Version française
Home     About     Download     Resources     Contact us    
Browse thread
RE: reference initialization
[ Home ] [ Index: by date | by threads ]
[ Search: ]

[ Message by date: previous | next ] [ Message in thread: previous | next ] [ Thread: previous | next ]
Date: -- (:)
From: Pierre Weis <Pierre.Weis@i...>
Subject: Re: reference initialization
I think you're right to consider proper initialization of vectors as a
desirable property.

I also agree with you that initializing a vector with a dummy value is
not a good practice and not an acceptable solution. However, the
Java's way of testing further accesses to elements of vectors does not
seem to be more appealing, since it does not ensure proper
initialization of vectors, and thus spurious exceptions, due to access
into improperly initialized vectors, can occur at anytime after the
creation of the faulty vector.

The Caml way to handle this kind of problems is to provide automatic
means to ensure maximum safety, in this case we must warranty proper
initialization of vectors. I introduced Array.init to address this
issue; however, as we already know, Array.init has some limitations;
in the following, I propose other initialization functions to overcome these
limitations, while still providing safety of vector initializations.

1) Array.init
-------------

Array.init is simple to use and convenient for simple initializations
(when the value to assign to location i can be expressed as a function
of i). Safety is provided by properties automatically ensured by
Array.init, such as:

If v is defined as ``let v = Array.init f n'' then

  1) v is completely initialized:
     for all i, v.(i) has been assigned exactly once during the
     initialization of v 
  2) elements of v are values computed by f:
     for all i, v.(i) = f (i)

  In addition, if v is defined with Array.init there is no need to
  perform runtime tests when accessing items inside vector v: v is
  properly initialized.

2) New initialize function
--------------------------

When you need more complex initializations, then you need a smarter
version of Array.init (still you want to keep the same good properties
as the simple version).

For instance, a simple generalization of Array.init, that allows
access to the locations that are already initialized into the array,
could be written as:

  exception Uninitialized_access of int;;

  let initialize f n =
   if n = 0 then [||] else
   let get v i j =
    if j < i && j >= 0 then v.(j) else raise (Uninitialized_access j) in
   let v = Array.make n (f (get [||] 0) 0) in
   for i = 1 to n - 1 do
    v.(i) <- f (get v i) i
   done;
   v;;

Using initialize, we can easily define a vector containing the
fibonacci numbers:

  let init_fib g = function
    | 0 | 1 -> 1
    | n -> g (n - 1) + g (n - 2);;

  let fib10 = initialize init_fib 10;;
  val fib10 : int array = [|1; 1; 2; 3; 5; 8; 13; 21; 34; 55|]

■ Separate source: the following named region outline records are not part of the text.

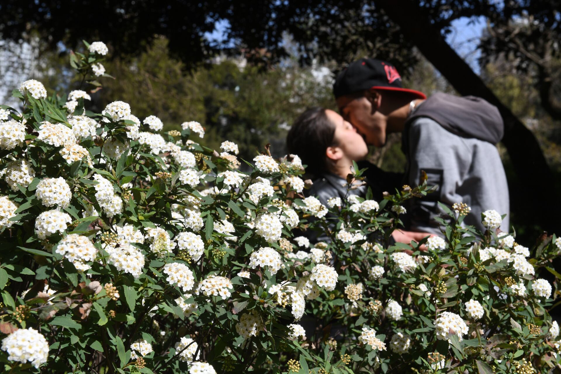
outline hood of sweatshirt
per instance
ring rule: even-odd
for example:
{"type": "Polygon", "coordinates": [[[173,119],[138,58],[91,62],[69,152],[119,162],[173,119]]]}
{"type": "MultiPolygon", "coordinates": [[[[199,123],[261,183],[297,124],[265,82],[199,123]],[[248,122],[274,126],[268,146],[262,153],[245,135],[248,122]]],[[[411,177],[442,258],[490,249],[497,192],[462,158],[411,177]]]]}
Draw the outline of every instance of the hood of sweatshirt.
{"type": "Polygon", "coordinates": [[[415,119],[429,117],[459,136],[496,144],[504,135],[503,118],[496,107],[475,96],[437,93],[419,105],[407,118],[406,128],[415,119]]]}

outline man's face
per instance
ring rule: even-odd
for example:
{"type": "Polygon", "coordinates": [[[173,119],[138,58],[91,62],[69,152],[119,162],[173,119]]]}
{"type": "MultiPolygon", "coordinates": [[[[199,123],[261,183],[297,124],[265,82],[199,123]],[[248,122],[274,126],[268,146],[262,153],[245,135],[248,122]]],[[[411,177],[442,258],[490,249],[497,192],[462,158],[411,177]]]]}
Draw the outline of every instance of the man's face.
{"type": "Polygon", "coordinates": [[[345,120],[356,127],[366,142],[381,147],[386,141],[386,118],[365,96],[347,95],[337,99],[337,106],[345,120]]]}

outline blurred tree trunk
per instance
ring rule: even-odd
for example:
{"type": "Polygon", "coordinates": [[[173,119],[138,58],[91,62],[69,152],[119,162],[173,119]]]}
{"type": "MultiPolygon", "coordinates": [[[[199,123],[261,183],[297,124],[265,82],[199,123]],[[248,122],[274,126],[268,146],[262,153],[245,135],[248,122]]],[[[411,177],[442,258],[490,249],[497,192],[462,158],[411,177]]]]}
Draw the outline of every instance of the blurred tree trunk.
{"type": "MultiPolygon", "coordinates": [[[[448,45],[440,30],[430,22],[430,17],[422,14],[418,3],[413,0],[376,0],[375,3],[399,26],[405,38],[415,44],[461,95],[483,98],[499,109],[505,124],[502,142],[518,177],[516,183],[522,195],[514,196],[511,193],[511,201],[514,202],[511,205],[511,210],[520,212],[531,207],[540,212],[536,216],[536,224],[550,232],[559,228],[561,223],[558,214],[561,208],[557,193],[559,190],[532,132],[448,45]],[[547,191],[551,193],[546,194],[547,191]]],[[[511,191],[513,183],[511,181],[511,191]]]]}

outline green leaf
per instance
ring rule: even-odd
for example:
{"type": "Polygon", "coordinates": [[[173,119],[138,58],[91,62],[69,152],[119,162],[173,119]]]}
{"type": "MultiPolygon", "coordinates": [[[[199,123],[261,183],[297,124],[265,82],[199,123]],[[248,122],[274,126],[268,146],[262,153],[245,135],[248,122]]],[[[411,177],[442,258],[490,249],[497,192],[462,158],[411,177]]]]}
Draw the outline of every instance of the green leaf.
{"type": "Polygon", "coordinates": [[[93,303],[94,309],[95,311],[98,312],[99,315],[99,321],[98,321],[98,325],[99,326],[103,326],[107,323],[107,316],[105,316],[105,312],[103,311],[103,307],[98,304],[95,301],[93,303]]]}
{"type": "Polygon", "coordinates": [[[52,321],[49,322],[49,324],[54,326],[61,326],[63,327],[68,327],[68,329],[76,329],[76,330],[80,330],[82,328],[81,325],[70,317],[65,316],[55,317],[53,318],[52,321]]]}
{"type": "Polygon", "coordinates": [[[136,299],[139,295],[135,290],[134,287],[131,286],[123,286],[125,289],[125,298],[127,301],[127,304],[131,312],[135,311],[135,306],[136,305],[136,299]]]}

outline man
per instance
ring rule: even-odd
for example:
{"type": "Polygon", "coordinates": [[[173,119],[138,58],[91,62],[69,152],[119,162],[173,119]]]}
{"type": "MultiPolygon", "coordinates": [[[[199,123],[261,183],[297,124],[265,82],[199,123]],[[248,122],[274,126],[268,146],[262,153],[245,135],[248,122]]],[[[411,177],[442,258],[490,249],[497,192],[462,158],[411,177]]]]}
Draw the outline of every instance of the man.
{"type": "MultiPolygon", "coordinates": [[[[402,132],[408,165],[406,183],[419,183],[422,171],[436,192],[415,198],[409,206],[410,228],[440,234],[435,216],[465,202],[471,207],[465,222],[484,231],[481,213],[494,209],[508,214],[508,187],[495,145],[504,126],[497,108],[479,98],[436,93],[428,99],[402,87],[396,68],[387,62],[362,58],[337,77],[333,93],[344,118],[366,137],[383,146],[387,134],[402,132]]],[[[390,191],[391,192],[391,191],[390,191]]],[[[508,218],[501,229],[508,230],[508,218]]]]}

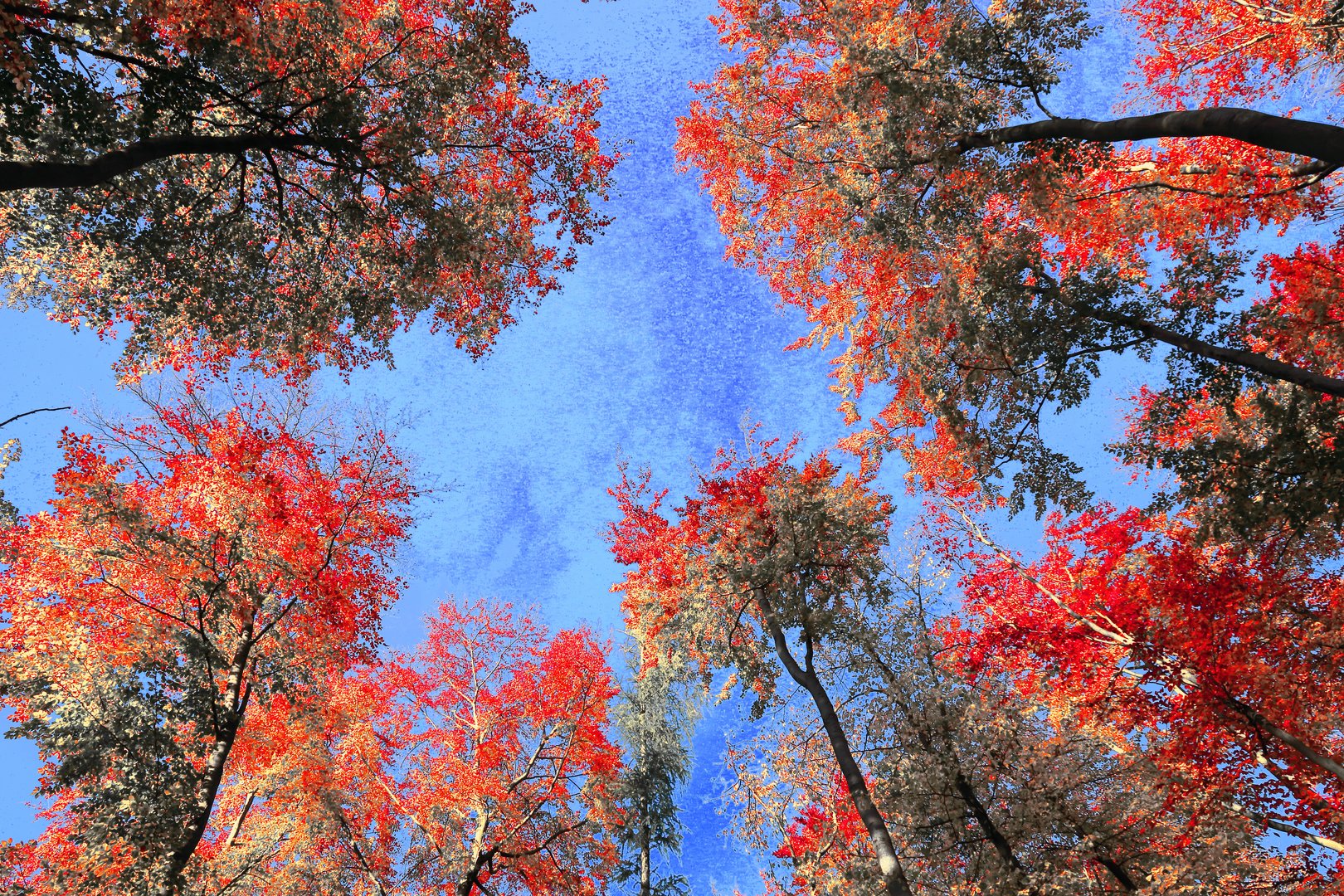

Initialize provides the following properties:

If v is defined as ``let v = Array.initialize f n'' then

  1) v is completely initialized:
     for all i, v.(i) has been assigned exactly once during the
     initialization of v
  2) not yet initialized locations in v are never accessed during the
     initialization process:
     for all i, for all j, if j > i then the location j is not accessed during
     the initialization of v.(i)
  3) elements of v are values computed by f:
     for all i, v.(i) = f (fun i -> (Array.sub v 0 (i - 1)).(i)) (i)

  Once more there is no need to dynamically check accesses to a vector
  initialized unsing the function initialize.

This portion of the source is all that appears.